NEW BRAUNFELS — Downtown Harlingen is home to a popular farmer’s market, educational walking tours, musical jams, art walks, running events and much more.
With a 93 percent occupancy rate and a mixture of businesses spread across the 18-block area, some could say the revitalization of the downtown area during the past 25 years is a model to other communities around the state.
This past weekend, the Texas Historical Commission (THC) commended Harlingen for successful annual progress as a designated Main Street community, one of 58 to be recognized this year.
This is the 10th year in a row Downtown Harlingen has attained national accreditation. Harlingen is the only downtown in the Rio Grande Valley to achieve the accreditation.
Downtown Harlingen manager Cheryl LaBerge said although she was on hand to pick up the award, it was on behalf of all the people who are involved in Downtown Harlingen, all the events that occur there and anyone interested and passionate about the downtown.
“This is not about me,” she said yesterday, a day after returning from New Braunfels. “This is about what we do as a community. We are all out there making a huge difference.”
Downtown Harlingen is a public improvement district established in 1989 to foster economic growth and redevelopment in the historic city center.
Since the 1980s, Downtown Harlingen has gone from abandoned to more than 93 percent occupancy.
Today there are more than 170 businesses and organizations in the 18-block downtown district, as well as families that reside in spacious upper-story lofts.
Several criteria are analyzed to determine whether the downtown is recognized. That includes the partnerships formed, volunteer efforts, events, building renovations, reinvestment, financial status, reports, training and preservation.
Accredited programs show above average performance in the 10 categories on an annual report.
The state office also works with programs throughout the year by providing various services based upon local needs.

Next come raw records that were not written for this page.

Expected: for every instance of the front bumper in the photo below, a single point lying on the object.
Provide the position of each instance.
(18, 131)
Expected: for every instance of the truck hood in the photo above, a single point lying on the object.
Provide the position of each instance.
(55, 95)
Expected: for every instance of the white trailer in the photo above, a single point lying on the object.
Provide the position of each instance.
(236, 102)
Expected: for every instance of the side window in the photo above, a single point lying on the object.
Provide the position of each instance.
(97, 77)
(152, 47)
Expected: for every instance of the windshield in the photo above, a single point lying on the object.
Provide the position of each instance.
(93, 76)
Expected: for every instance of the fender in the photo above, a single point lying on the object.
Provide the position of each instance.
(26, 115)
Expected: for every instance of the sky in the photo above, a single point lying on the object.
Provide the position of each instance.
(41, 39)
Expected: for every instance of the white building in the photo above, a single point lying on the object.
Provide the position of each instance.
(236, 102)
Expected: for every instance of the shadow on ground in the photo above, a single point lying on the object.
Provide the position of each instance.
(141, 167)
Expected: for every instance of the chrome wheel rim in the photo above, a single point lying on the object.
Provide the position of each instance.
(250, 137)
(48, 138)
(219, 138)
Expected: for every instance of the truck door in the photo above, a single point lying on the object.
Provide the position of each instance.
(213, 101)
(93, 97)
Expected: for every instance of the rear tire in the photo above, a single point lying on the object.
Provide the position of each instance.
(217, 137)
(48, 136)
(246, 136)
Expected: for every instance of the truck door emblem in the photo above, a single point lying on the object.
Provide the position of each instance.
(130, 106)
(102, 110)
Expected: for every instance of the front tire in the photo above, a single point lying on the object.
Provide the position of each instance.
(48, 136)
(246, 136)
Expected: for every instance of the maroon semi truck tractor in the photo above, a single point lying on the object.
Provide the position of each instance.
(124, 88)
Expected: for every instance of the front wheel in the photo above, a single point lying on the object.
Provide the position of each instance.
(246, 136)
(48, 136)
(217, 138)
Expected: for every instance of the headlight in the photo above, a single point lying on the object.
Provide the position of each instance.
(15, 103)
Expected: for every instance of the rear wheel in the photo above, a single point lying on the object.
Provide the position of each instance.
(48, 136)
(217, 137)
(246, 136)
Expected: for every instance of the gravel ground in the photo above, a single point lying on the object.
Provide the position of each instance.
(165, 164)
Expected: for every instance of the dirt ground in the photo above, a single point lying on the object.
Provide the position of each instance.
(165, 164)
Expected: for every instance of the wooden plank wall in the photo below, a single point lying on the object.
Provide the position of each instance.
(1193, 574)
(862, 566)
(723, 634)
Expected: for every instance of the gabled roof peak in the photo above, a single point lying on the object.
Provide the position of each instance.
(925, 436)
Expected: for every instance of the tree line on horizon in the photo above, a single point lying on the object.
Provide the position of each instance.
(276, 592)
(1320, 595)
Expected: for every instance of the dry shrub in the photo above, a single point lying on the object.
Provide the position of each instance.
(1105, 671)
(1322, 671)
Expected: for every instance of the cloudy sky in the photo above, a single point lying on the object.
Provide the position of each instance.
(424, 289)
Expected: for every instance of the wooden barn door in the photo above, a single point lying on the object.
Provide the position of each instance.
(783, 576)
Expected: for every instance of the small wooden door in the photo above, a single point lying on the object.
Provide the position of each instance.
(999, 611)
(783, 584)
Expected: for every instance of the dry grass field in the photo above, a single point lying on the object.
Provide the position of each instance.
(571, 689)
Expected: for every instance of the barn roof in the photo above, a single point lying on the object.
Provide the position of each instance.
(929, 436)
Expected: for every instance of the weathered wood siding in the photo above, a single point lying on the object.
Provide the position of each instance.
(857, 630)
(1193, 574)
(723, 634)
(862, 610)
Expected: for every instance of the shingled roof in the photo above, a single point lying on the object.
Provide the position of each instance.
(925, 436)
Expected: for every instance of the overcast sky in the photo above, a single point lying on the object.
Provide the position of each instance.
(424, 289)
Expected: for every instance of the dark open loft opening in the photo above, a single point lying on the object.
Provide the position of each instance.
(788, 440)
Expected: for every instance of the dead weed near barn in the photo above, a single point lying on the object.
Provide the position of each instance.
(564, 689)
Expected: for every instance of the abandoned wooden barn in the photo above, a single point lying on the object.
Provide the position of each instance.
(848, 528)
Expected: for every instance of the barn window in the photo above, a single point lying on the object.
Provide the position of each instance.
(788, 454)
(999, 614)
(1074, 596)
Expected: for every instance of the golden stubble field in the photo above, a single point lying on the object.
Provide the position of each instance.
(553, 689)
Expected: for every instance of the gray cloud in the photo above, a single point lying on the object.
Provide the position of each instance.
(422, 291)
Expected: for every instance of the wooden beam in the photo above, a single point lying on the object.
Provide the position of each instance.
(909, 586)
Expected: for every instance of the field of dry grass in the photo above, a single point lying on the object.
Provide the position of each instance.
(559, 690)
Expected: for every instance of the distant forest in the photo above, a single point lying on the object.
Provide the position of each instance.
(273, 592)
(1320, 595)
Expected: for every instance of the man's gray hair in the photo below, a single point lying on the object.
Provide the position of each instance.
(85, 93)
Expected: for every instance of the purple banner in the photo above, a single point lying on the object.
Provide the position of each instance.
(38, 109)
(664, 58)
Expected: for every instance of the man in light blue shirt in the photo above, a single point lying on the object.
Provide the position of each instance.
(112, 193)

LaBerge called it a huge accomplishment.
“This is not just us saying it,” she said about the honor.
The Texas Main Street Program (TMSP) began in 1981 as one of the first state coordinating programs in the country. 2016 marks TMSP’s 35th anniversary.
Local Main Street programs focus on responsibly utilizing a community’s historic assets for economic benefit and to increase quality of life. During 2015, more than $216 million was reinvested into Texas’ 90 Main Street districts. Additionally, 327 small businesses and 1,710 jobs were created.
LaBerge said efforts in downtown Harlingen show a consistency, especially being recognized 10 years in a row.
“We are making progress,” she said. “We have had a lot of new thing the last year.”
Those include new businesses and events, some of which are engaging a younger group of people to come downtown.